De NRC verslagggever laat ons
in ieder geval al weten dat “de expositie een kennismaking
betekent met kunstenaars die in de VS allang zijn doorgebroken maar
in Europa nog nauwelijks
getoond
zijn, zoals Alex Hubbard, Alex Israel of Mark Bradford”.
Gemeentemuseum directeur Benno Tempel zelf laat de lezer weten dat “
de musea in Nederland de boot nogal gemist hebben als het gaat om het
tonen en aankopen van de hedendaagse kunst. Kijk naar Jeff Koons
en Damien Hirst, die zijn door Nederlandse musea niet of pas veel te
laat aangekocht.”
Verzamelaar
Kreuk, daarin gesteund door Gemeentemuseum directeur Benno Tempel,
komt dus uit bij
de erkende hedendaagse vooral
Amerikaanse kunst, wat meteen ook verklaart waarom de aankopen zo
duur zijn.
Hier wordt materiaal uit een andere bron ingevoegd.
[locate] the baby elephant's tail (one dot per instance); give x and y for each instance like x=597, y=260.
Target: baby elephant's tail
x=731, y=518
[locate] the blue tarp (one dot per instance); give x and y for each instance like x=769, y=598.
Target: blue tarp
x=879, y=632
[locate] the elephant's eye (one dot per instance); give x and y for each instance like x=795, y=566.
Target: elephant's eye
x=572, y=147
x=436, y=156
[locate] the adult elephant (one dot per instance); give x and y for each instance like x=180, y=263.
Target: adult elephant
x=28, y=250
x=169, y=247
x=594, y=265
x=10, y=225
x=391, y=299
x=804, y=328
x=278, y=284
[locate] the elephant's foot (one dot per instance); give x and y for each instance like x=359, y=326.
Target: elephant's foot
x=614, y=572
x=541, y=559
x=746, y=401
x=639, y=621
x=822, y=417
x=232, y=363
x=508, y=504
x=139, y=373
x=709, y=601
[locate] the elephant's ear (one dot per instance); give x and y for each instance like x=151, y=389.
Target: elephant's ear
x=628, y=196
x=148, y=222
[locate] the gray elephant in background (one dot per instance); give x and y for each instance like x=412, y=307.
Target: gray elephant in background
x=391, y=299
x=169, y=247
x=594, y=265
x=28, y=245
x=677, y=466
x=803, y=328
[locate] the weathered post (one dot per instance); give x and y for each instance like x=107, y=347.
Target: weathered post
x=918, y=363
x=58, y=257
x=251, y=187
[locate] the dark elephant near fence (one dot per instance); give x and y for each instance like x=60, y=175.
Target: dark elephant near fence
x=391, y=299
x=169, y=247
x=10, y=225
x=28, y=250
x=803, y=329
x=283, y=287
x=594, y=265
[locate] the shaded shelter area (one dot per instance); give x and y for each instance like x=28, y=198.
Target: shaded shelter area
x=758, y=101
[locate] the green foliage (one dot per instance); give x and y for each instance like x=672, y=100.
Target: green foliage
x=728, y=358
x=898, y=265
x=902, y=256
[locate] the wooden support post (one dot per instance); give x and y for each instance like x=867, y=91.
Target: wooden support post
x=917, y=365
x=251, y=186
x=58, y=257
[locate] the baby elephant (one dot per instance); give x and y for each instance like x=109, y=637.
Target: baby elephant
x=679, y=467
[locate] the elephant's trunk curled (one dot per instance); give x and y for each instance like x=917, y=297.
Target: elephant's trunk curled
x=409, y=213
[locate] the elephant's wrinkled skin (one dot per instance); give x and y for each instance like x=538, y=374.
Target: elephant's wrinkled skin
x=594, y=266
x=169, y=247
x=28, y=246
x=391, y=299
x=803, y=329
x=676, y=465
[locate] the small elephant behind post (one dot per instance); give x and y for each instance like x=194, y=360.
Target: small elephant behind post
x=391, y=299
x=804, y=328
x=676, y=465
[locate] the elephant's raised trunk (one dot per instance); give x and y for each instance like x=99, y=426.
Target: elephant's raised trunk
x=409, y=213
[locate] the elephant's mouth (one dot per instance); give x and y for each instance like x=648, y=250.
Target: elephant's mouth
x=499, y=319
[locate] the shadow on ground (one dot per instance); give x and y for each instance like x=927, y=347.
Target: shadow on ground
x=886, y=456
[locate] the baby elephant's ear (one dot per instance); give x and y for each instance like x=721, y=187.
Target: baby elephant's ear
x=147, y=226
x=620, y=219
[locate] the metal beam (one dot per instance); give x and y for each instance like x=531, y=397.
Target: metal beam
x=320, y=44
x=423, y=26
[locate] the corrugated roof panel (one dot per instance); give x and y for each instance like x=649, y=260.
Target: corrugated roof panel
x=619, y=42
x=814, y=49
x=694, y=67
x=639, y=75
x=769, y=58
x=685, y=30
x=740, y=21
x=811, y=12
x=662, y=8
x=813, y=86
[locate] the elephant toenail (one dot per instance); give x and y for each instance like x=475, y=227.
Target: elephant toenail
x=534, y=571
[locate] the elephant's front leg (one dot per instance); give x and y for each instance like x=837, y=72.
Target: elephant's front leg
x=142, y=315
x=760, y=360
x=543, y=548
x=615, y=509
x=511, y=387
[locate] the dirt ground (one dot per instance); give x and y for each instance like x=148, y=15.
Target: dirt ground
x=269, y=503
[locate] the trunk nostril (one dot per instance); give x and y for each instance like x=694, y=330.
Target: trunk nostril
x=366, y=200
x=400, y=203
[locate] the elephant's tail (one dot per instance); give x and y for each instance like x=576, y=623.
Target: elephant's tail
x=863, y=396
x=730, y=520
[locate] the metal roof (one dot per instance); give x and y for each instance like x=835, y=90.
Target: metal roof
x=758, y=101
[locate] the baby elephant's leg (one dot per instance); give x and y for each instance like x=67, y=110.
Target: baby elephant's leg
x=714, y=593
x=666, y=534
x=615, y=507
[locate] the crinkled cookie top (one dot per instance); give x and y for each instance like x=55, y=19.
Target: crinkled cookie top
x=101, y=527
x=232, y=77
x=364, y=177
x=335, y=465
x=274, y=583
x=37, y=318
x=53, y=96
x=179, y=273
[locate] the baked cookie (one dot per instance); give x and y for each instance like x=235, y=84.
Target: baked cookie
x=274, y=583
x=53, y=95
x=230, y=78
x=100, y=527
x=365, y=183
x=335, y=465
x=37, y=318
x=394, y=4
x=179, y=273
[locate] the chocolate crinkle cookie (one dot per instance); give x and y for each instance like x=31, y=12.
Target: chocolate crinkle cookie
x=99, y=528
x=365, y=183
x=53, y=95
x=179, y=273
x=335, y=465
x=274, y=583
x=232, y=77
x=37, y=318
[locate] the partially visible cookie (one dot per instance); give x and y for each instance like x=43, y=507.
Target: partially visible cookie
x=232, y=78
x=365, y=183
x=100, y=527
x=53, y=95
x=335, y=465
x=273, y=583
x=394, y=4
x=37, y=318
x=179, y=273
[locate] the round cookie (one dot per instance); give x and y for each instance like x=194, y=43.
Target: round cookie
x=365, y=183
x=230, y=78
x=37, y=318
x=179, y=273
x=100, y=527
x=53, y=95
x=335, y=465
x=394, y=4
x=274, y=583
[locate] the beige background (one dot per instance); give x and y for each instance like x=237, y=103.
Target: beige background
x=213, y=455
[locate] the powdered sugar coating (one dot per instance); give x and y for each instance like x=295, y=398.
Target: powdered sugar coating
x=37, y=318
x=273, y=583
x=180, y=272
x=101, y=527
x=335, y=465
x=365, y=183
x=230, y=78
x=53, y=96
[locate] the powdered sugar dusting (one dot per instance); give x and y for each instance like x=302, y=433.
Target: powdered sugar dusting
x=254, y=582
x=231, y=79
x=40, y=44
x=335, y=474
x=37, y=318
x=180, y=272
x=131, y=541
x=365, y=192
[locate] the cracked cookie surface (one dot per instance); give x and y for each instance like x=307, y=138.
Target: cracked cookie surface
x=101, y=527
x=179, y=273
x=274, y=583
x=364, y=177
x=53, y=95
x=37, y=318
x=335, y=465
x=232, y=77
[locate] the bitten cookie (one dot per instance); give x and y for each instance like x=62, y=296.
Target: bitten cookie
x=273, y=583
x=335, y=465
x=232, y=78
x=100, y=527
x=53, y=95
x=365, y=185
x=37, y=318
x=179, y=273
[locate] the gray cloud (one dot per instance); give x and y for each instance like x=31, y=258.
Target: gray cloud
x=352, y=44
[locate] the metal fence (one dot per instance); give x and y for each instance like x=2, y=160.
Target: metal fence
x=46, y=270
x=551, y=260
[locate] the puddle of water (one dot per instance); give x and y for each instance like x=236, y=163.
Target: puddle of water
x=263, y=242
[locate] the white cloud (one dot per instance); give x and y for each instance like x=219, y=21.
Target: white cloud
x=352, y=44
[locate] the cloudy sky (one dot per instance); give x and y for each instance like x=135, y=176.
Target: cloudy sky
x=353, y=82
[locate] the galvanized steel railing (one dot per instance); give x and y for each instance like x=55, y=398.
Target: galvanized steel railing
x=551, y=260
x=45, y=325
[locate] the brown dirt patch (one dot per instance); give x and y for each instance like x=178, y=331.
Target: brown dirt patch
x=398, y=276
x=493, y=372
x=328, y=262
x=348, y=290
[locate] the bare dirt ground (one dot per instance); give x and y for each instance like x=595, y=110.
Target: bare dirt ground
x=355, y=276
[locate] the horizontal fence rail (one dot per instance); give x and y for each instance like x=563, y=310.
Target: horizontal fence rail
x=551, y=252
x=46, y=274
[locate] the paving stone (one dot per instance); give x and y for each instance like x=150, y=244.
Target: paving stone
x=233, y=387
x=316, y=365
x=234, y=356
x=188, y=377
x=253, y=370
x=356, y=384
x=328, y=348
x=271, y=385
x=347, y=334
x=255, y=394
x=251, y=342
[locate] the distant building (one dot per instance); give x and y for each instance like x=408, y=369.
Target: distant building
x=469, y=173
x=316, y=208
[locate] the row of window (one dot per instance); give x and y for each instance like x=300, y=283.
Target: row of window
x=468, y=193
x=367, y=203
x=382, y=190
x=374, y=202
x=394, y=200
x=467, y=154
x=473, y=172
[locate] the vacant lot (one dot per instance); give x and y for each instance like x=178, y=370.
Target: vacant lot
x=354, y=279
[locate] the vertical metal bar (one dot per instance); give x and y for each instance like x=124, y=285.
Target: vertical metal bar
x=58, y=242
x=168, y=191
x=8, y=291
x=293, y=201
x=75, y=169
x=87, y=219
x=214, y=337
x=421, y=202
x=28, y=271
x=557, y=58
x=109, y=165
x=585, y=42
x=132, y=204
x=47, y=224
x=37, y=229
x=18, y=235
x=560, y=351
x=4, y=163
De titel van de
tentoonstelling is 'Grensverleggend.
Werken uit de collectie Bert Kreuk', maar
zo grensverleggend is de
tentoonstelling dus ook weer niet, behalve dan voor Nederland. Maar
het blijft
natuurlijk wel de moeite waard om het straks allemaal toch
met eigen ogen te gaan zien:
'Grensverleggend. Werken uit de collectie Bert Kreuk' te
zien van 8 juni t/m 29
september in Gemeentemuseum Den Haag.